The World Bank has resumed major financial support to Uganda following a suspension of new lending over the country’s Anti-Homosexuality Act, a senior Finance Ministry official said on Monday, highlighting renewed concessional financing and efforts to mobilise private investment.
Moses Bekabye, Technical Advisor for Economic Affairs at the Ministry of Finance, Planning and Economic Development, said Uganda’s relationship with the World Bank and other development partners had strengthened after a period of strained engagement.
“The World Bank, of course we had the hiccups around homosexuality and all those kinds of things, but the World Bank has come back in a very big way, and the IMF,” Bekabye said during the launch of the World Bank’s Uganda Country Partnership Framework (2026–2035) and the Uganda Public Finance Review in Kampala.
He said multilateral development institutions remain critical to financing Uganda’s long-term development agenda because they provide affordable funding and help attract private capital.
“The World Bank and our multilateral development partners can actually provide affordable financing, long-term financing, and also provide guarantees and de-risk private investment,” Bekabye said.
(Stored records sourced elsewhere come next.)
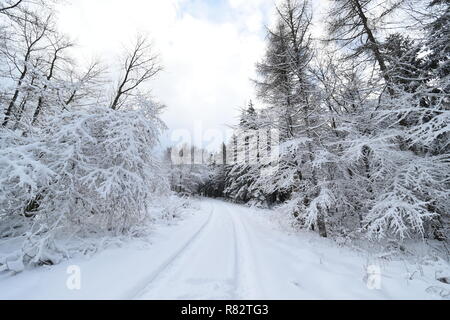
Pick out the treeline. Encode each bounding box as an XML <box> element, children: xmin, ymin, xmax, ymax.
<box><xmin>0</xmin><ymin>0</ymin><xmax>176</xmax><ymax>271</ymax></box>
<box><xmin>171</xmin><ymin>0</ymin><xmax>450</xmax><ymax>241</ymax></box>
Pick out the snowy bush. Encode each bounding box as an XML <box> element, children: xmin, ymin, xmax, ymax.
<box><xmin>0</xmin><ymin>104</ymin><xmax>173</xmax><ymax>266</ymax></box>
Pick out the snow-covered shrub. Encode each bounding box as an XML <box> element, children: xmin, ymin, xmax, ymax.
<box><xmin>0</xmin><ymin>104</ymin><xmax>169</xmax><ymax>269</ymax></box>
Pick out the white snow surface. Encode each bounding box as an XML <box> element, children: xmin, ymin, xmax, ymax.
<box><xmin>0</xmin><ymin>199</ymin><xmax>450</xmax><ymax>300</ymax></box>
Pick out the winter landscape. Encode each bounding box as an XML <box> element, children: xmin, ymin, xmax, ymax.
<box><xmin>0</xmin><ymin>0</ymin><xmax>450</xmax><ymax>300</ymax></box>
“Through MIGA or other guarantee mechanisms, they can actually leverage private equity, which is so important, because concessional financing itself is not going to be enough.”
Bekabye said government was also working with the World Bank to improve implementation of externally financed projects after acknowledging that substantial funds remain undisbursed.
“One of the biggest constraints we have is absorption. We borrow money. Right now we have significant resources sitting in the World Bank treasury, not being disbursed yet,” he said.
He said the government and the World Bank were implementing the $200 million PIMPLUS programme to improve project implementation and speed up the utilisation of development financing.
“Those are some of the things that we are discussing in the PIMPLUS programme, which is a $200 million programme that we are implementing together with the World Bank in order to improve absorption of these funds,” Bekabye said.
He added that beyond financing, the private sector has a critical role to play in delivering Uganda’s tenfold growth strategy through equity investment, public-private partnerships and technology transfer.
“The private sector is going to be providing equity, the PPPs we talked about, and also co-financing with the government,” Bekabye said.
“I think there’s a lot that the private sector can bring on board, in addition to financing, but also good governance and ensuring that they provide feedback on what is working and what is not working.”
The World Bank suspended new public financing to Uganda in 2023 following the enactment of the Anti-Homosexuality Act but has since resumed lending after introducing measures aimed at ensuring funded projects comply with its anti-discrimination policies. Monday’s event marked the launch of the Bank’s new 10-year Country Partnership Framework, which outlines its support for Uganda through 2035.